Stripe announced Stripe Apps this week, allowing customers to build custom experiences right into the dashboard. Last week, Stripe announced Stripe Data Pipeline, an ETL (extract, transform, load) service that syncs Stripe data to a data warehouse, where engineers can run analytics against it. And it's not just Stripe. Shopify has extended its platform with Shopify Apps powered by WebAssembly.

These moves ignite an age-old tension between SaaS platforms and extensibility:

SaaS platforms want to be a system of record, but can't possibly satisfy downstream data use cases. If the use case is critical enough, users will churn to a more open service.

In the past, customers have chosen to extract (the E in ETL) their data from these SaaS platforms.
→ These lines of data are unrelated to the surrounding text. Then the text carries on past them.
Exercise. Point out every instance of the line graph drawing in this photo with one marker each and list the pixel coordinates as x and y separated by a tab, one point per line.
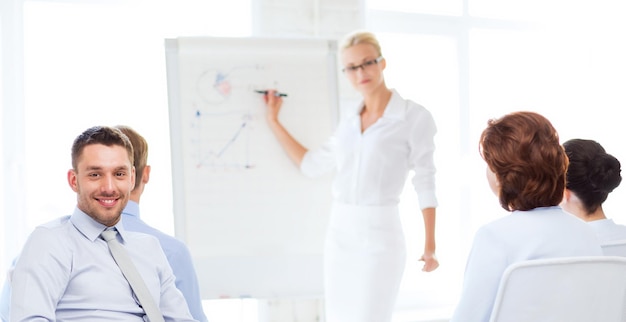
222	122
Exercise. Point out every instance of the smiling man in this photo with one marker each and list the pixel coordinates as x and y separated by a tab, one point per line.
66	272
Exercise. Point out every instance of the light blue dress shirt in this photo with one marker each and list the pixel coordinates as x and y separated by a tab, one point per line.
66	273
545	232
178	256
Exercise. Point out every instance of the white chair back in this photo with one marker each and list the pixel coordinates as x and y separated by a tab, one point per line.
615	248
572	289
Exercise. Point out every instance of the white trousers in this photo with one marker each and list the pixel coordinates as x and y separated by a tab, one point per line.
364	259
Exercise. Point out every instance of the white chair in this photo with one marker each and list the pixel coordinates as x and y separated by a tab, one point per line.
570	289
615	248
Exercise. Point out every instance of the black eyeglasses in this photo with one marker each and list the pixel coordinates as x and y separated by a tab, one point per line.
367	64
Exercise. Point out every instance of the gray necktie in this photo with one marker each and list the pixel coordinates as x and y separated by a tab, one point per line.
132	276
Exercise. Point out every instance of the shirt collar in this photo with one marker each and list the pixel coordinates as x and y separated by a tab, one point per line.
395	109
91	228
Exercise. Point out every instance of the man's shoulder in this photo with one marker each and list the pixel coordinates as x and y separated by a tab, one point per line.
167	241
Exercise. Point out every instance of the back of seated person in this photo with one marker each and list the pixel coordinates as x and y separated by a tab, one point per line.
592	175
526	169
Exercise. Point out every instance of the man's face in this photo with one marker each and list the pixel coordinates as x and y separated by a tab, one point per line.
103	179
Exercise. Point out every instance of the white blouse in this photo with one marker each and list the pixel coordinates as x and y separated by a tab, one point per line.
372	166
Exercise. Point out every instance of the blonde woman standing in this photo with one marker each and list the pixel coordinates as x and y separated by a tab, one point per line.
373	149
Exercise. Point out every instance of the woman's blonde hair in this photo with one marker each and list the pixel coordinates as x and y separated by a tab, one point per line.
361	37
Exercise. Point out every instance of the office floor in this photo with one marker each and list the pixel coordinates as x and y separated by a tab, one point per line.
301	310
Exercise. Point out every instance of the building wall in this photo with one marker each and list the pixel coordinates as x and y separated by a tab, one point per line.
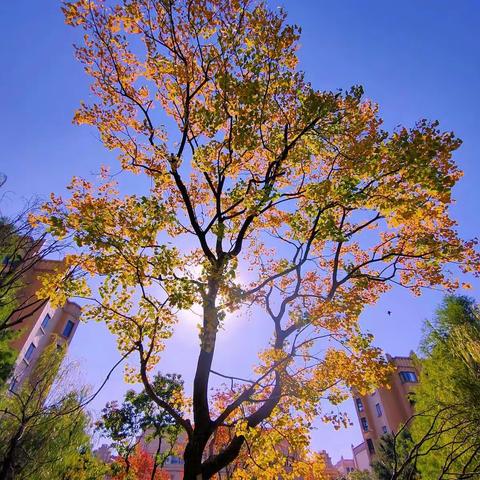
31	330
345	465
387	408
361	457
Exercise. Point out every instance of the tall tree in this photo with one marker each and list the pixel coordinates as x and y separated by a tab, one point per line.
446	428
392	461
42	425
140	418
23	247
266	196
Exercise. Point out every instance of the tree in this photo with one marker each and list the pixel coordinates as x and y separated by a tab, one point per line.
140	418
42	426
446	429
141	467
267	196
391	461
22	248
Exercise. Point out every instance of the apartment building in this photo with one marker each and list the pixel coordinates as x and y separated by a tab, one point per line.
386	409
345	466
43	325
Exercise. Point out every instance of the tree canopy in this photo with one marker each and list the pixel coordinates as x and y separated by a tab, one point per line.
446	430
43	428
266	196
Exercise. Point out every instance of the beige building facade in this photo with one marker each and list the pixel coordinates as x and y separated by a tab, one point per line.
43	324
386	409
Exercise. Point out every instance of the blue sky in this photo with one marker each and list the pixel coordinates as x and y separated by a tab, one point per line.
416	59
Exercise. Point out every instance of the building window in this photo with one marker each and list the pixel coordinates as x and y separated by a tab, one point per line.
371	448
68	329
13	384
364	424
45	321
408	377
28	354
359	403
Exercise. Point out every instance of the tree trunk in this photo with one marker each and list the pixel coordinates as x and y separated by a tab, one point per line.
7	466
192	457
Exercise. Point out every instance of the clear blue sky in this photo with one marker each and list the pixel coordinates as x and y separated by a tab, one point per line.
415	58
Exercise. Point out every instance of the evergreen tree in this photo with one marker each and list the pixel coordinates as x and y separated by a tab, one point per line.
43	429
446	429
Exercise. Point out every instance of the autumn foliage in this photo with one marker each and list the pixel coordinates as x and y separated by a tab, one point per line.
266	197
141	465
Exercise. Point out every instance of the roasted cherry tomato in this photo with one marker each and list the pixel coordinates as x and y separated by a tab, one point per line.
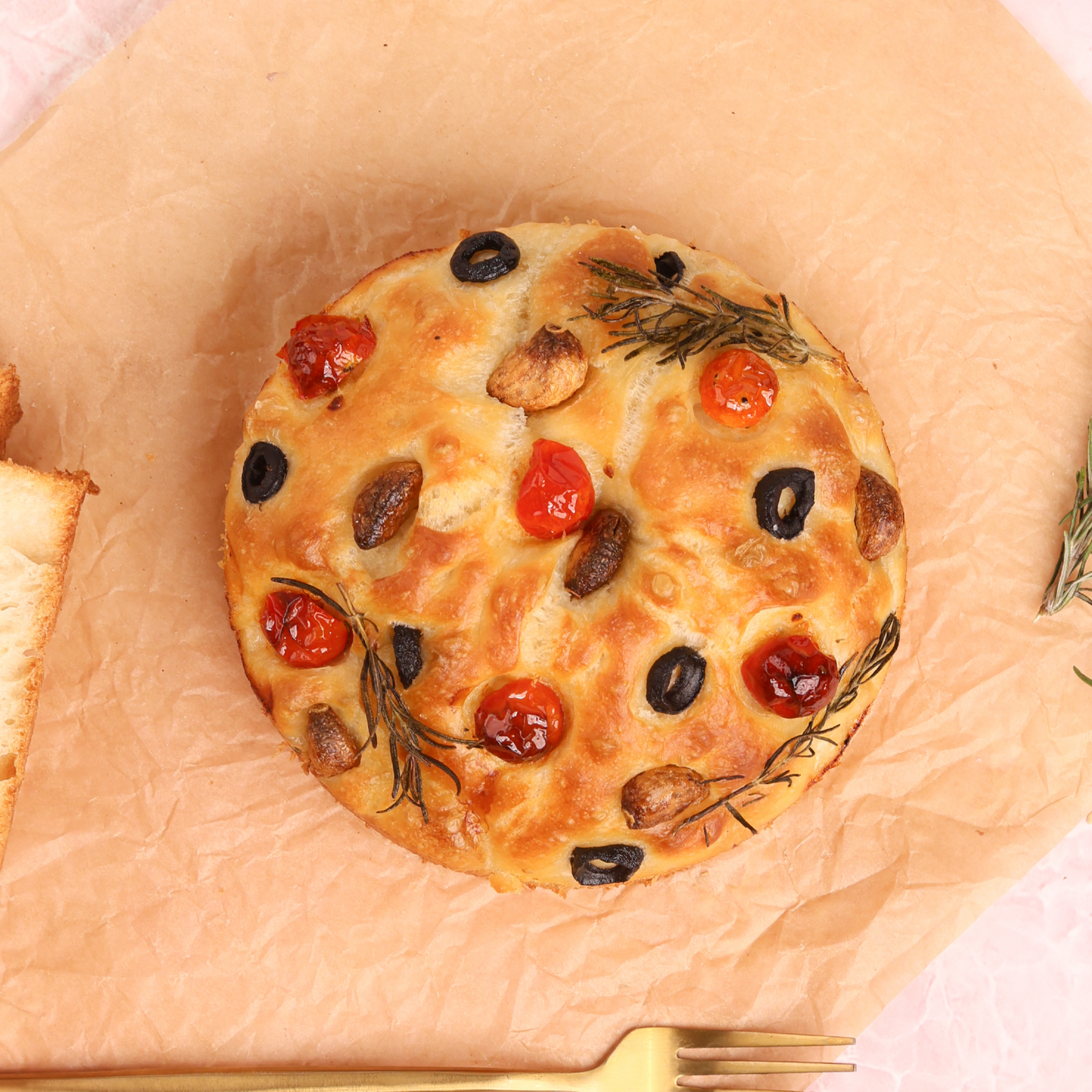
790	676
322	350
302	630
556	493
521	721
738	388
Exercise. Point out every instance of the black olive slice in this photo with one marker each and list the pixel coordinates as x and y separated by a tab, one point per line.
675	679
670	267
605	864
768	500
407	657
263	473
490	269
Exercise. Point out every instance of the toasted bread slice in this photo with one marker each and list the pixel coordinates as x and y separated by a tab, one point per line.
37	523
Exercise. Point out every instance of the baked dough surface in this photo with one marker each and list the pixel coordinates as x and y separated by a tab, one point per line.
490	600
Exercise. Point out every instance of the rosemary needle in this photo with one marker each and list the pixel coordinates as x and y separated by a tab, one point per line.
854	675
654	312
383	704
1072	577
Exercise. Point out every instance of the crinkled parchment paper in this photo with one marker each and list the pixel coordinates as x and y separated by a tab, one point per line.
914	174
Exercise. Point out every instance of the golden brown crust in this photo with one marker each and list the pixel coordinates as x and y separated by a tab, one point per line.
490	602
39	515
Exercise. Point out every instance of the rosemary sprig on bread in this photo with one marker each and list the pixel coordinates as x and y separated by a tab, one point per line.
855	673
654	311
383	704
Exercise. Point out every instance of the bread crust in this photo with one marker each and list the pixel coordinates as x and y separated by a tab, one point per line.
490	600
39	519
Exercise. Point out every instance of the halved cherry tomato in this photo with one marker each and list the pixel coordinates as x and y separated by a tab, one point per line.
520	721
738	388
556	493
790	676
322	350
302	630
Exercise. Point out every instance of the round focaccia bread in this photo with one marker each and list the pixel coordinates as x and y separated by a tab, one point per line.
667	673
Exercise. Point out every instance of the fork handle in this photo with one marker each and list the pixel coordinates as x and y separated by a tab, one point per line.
392	1080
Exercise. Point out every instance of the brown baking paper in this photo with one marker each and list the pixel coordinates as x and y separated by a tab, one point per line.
913	174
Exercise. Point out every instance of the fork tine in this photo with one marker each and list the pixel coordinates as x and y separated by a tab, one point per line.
708	1067
698	1038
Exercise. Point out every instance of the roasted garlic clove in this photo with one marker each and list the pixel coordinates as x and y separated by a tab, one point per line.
540	373
879	517
657	795
383	503
596	556
330	745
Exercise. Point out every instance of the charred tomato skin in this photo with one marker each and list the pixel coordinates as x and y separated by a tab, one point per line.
556	493
790	676
302	630
520	721
738	388
322	350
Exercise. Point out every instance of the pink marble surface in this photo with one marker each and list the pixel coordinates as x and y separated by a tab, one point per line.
1008	1006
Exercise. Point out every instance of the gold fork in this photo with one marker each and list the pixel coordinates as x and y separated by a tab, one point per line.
645	1060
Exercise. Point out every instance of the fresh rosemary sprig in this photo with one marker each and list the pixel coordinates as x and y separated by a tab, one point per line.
382	704
856	672
1072	579
655	312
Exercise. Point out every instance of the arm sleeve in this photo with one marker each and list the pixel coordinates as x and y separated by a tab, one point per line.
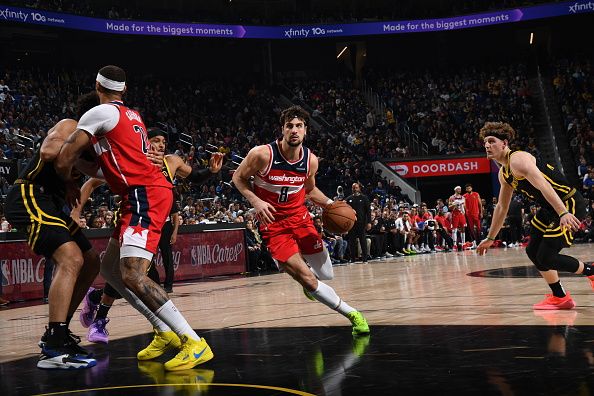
99	120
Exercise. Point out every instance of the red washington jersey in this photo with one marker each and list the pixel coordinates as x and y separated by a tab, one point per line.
282	183
122	151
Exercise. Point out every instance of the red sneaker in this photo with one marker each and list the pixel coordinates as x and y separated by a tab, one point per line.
552	302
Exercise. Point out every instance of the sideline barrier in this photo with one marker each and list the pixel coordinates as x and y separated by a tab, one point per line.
148	28
201	251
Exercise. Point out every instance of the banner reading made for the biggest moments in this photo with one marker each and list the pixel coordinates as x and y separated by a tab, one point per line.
293	32
195	256
441	167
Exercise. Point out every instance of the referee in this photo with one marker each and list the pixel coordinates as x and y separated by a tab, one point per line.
360	203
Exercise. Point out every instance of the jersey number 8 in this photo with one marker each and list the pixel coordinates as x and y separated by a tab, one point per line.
284	195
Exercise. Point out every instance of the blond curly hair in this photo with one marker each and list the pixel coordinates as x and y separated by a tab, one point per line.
500	130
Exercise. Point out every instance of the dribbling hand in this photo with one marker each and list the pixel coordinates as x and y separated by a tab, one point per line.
216	162
264	212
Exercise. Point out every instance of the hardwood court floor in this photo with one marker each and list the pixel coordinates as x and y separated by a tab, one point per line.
446	323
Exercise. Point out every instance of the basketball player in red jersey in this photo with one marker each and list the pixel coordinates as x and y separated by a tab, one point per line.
474	213
118	136
284	173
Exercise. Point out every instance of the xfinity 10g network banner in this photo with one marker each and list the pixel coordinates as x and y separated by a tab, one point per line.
68	21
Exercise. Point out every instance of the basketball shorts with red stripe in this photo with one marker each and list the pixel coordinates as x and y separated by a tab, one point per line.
458	220
473	221
291	235
144	211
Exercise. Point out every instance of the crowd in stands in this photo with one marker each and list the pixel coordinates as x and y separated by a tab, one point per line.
573	82
445	109
275	13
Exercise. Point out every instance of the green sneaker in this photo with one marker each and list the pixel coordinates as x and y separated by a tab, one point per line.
360	325
360	344
318	363
308	295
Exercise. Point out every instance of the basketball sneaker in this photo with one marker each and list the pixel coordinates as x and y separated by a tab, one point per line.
551	302
87	313
153	370
193	352
97	332
360	325
162	342
63	357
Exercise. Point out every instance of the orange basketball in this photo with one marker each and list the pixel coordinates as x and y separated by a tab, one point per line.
339	217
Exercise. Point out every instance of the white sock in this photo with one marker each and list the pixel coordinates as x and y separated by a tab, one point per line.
169	314
110	269
327	296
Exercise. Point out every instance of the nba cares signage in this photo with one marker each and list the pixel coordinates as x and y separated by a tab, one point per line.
195	256
441	167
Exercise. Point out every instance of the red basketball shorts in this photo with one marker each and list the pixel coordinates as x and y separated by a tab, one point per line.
291	235
458	220
143	214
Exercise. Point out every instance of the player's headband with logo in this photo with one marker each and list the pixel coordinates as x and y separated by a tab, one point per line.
498	135
110	84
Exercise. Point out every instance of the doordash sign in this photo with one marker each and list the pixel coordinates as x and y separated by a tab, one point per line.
441	167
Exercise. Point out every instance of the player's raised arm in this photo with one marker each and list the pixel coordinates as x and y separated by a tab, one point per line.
85	192
505	195
50	148
256	160
314	193
523	164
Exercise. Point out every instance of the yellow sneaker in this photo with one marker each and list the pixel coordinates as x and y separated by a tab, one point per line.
192	354
153	370
162	341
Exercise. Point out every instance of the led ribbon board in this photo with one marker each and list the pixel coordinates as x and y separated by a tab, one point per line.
291	32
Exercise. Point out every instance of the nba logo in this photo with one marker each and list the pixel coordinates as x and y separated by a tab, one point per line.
193	256
4	272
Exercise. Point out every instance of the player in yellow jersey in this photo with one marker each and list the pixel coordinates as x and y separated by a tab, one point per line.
552	228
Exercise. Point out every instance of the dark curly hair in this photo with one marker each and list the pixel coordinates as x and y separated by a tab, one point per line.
294	112
500	130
They do this through data integration platforms – Zapier for consumers, Mulesoft, Fivetran, and Airbyte for the enterprise. Some SaaS like Census even specialized in carting data from data warehouse back to SaaS. Unfortunately, even with reliable glue and robust pipelines, these services don't control the API at either end of the pipeline (see the M:N API Problem).

SaaS companies don't like this. Data gravity creates vendor lock-in. Moving data outside your platform shifts eyeballs and developers away from your service. They're working with the data somewhere else (maybe even on a different SaaS). Extraction turns systems of record into dumb data collection points.

SaaS platforms have responded in a few ways. If you're big enough, you buy the services extracting your data – Salesforce bought Mulesoft in 2018 for $6.5 billion. You can also choose to restrict your API in some way – smaller API surface, breaking changes, restricted partners, or breaking behavior.

The other option is to build extensibility into your SaaS platform. In recent years, technology has made this increasingly easier to do. In the past, you'd have to go the Salesforce route to build a completely alternative software stack (custom languages, databases, UI frameworks). Platforms of the past risked allowing too much extensibility, pushing themselves down the value chain, and losing the end-user relationship. Imagine an extensible platform that is entirely abstracted over – it becomes an API-as-a-Service. This isn't the worst but can be disastrous for some SaaS categories (like CRM).

There's a way to provide extensibility and scripting inside your application without giving away too much. React has provided an embedded layer for UI extensions. WebAssembly and edge runtimes make it easy for services to run untrusted code. It's easy enough to embed workflow builders and orchestration systems into these applications.

Another way to look at it is through bundling vs. unbundling. Are we in a bundling (few but extensible platforms) or unbundling (many, small but specific APIs) phase? I'd don't think that platforms like Stripe and Shopify will be able to hold on to as much data as they were in the past. They might have to operate in a world where customers expect that their data lives in cloud data warehouses. But they will retain strict ownership of the data regardless of wherever it lives.